Consumer Stocks Under Pressure (P&G)
- Kevin W. Frisz
- Dec 8, 2025
- 1 min read
December 8, 2025
Consumer stocks are taking a beating this morning. P&G, Unilever, Dollar General, Walmart, and more are all trading lower than the market today.
The cause seems to be related to P&G. Barclays and Deutsche Bank both put out comments this morning after their analysts met with P&G’s current CEO and incoming CEO. The tone was dire. The Barclays analyst said that it could take 12-18 months for P&G to get back firing on all cylinders. The primary driver of weakness seems to be the US consumer business.
Looking at the sector more broadly, we just wrapped up retail earnings season.
Goldman Sachs Research Department (my alma mater) published a terrific summary of retail companies’ comments about the current state of the consumer. See below. It too is kinda dire.
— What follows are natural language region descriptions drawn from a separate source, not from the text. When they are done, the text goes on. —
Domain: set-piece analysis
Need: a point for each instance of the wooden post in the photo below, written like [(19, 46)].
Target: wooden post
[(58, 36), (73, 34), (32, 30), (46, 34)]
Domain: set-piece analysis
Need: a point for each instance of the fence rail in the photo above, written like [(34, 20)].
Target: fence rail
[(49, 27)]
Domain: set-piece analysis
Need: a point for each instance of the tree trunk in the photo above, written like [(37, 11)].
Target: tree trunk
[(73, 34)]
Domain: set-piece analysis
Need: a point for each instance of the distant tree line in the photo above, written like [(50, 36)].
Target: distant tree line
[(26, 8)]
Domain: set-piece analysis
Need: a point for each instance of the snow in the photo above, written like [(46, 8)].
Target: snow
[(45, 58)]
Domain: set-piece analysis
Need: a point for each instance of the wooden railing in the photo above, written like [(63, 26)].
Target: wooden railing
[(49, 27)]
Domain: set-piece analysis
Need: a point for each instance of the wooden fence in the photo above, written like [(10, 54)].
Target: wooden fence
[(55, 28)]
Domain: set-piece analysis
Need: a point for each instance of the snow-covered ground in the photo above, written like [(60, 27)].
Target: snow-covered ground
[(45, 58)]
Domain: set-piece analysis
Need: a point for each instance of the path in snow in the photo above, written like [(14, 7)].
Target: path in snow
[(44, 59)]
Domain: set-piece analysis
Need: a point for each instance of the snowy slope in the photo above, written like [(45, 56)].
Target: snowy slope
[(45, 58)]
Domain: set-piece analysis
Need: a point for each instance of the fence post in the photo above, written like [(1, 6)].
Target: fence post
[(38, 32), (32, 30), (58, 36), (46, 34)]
If you have the patience to actually read all these, you’d have a terrific view of how things are going. The general trend seems to be that low-income consumers are under spending pressure, while the higher-income consumers are still spending well.
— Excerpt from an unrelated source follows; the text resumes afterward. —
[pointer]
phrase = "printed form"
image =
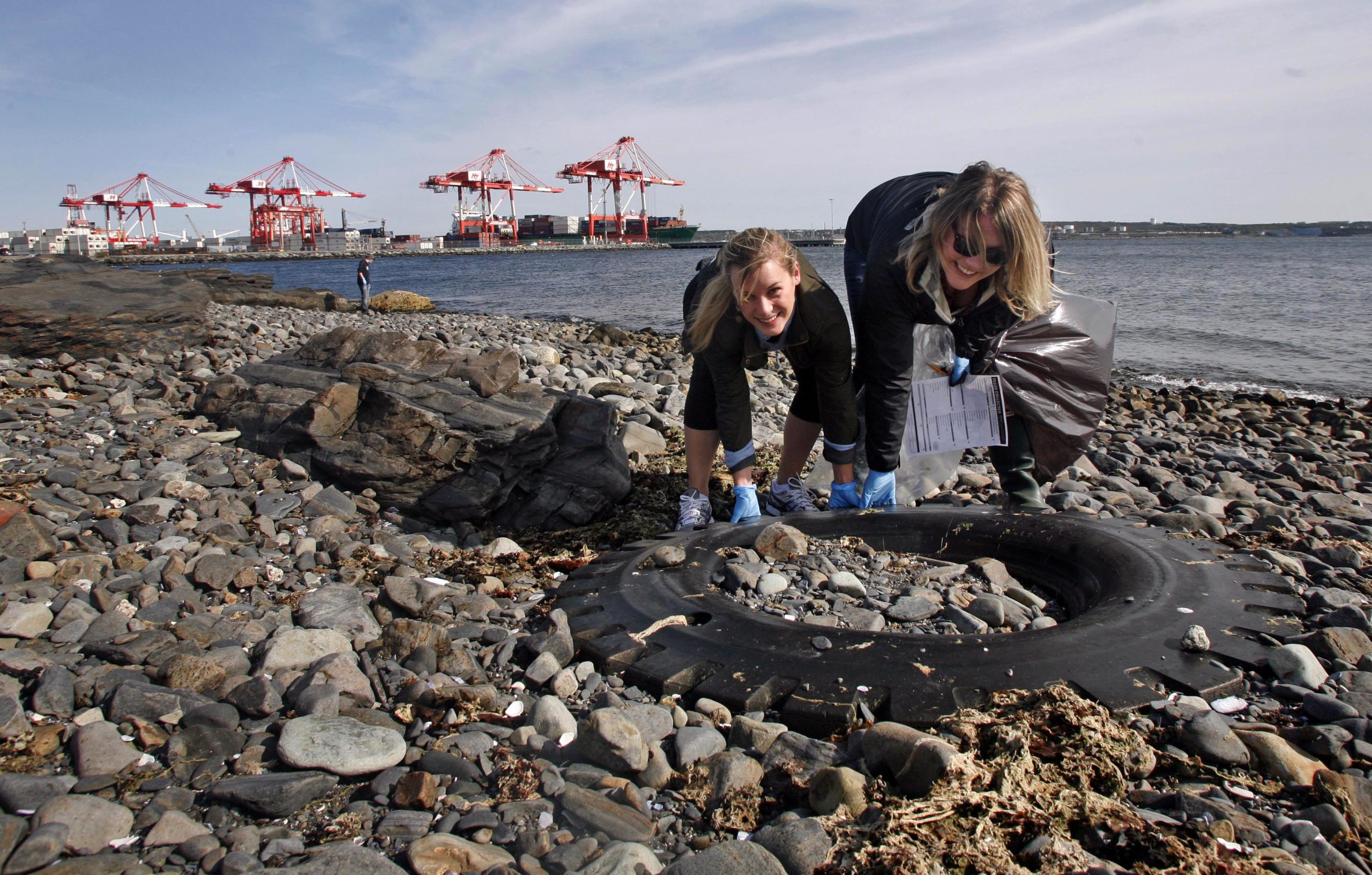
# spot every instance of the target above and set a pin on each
(947, 417)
They arent mentioned in this list, but the off-price retailers -- Ross Stores and TJ Maxx -- both reported strong results a couple weeks ago. This was likely due to shoppers "trading down" to their offering, compared to full price offering.
These trends are also reflected in the macro economic data, as we see unemployment (and undermployment) trending upward, while savings rates are trending lower.